Elternsprechstunde im Gymnasium. Elisabeth Peters schaut im Foyer auf die Tafel mit den Namen und Raumnummern. Sie muss in den 1. Stock. Sie klopft. Ein freundliches „Herein.“ Reinhard Evers gibt Englisch und Französisch und ist der Klassenlehrer. Frau Peters stellt sich vor und setzt sich ihm gegenüber an den niedrigen Tisch, der aus der mittleren Reihe der Klasse herausgerückt ist.

Lehrer: Frau Peters, Wolfgang ist ein guter Schüler. Und bei mir ist er besonders gut. Seine Leistungen sind also sicher nicht der Grund, dass Sie hier sind.

Mutter: Nein, nein, wir sind auch stolz auf ihn. Aber ich mache mir Sorgen, weil er so wenig mit Schulkameraden zusammen ist. Gerade zum Geburtstag, und sonst fast nie.

Lehrer: Gute Schüler sind selten die Beliebtesten in der Klasse. Und manchmal ist er vielleicht nicht besonders geschickt im Umgang mit seinen Klassenkameraden.

Mutter: Wie meinen Sie das?

Lehrer: Gelegentlich demonstriert er seine Überlegenheit ziemlich deutlich. Sowas ist nicht gern gesehen.

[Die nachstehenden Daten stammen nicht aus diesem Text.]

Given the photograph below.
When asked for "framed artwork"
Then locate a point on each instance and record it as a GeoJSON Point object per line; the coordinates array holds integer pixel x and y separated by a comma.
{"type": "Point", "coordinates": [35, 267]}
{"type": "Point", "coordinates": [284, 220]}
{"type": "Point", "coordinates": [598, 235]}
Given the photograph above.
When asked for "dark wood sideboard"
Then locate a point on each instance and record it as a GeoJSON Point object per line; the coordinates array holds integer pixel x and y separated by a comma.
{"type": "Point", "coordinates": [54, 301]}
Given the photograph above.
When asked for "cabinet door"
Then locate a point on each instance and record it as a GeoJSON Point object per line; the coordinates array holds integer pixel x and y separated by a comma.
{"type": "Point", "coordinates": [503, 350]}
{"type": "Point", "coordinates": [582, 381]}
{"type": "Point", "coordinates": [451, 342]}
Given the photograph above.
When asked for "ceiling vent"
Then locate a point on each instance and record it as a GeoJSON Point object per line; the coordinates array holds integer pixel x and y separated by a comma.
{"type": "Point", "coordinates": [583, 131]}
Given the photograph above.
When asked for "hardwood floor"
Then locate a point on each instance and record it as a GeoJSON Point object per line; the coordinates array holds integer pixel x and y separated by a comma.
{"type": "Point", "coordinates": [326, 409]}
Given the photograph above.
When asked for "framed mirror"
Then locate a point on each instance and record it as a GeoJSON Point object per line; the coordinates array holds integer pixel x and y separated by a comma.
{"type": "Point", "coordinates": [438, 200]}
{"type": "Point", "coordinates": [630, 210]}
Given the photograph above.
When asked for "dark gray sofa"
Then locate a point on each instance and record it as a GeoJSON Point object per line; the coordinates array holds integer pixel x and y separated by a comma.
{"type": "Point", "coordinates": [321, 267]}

Mutter: Ja, ich weiß. Er hat eine Neigung zur … Aber es kommt auch daher, dass er seine Eigenbrötelei als Auszeichnung sieht. Er liest und liest und liest …

Lehrer: Das merkt man ihm an. Aber Sie müssen sich keine Gedanken machen. In der Klasse kommt er zurecht.

Mutter: Ich danke Ihnen, Herr Evers. Das beruhigt mich doch.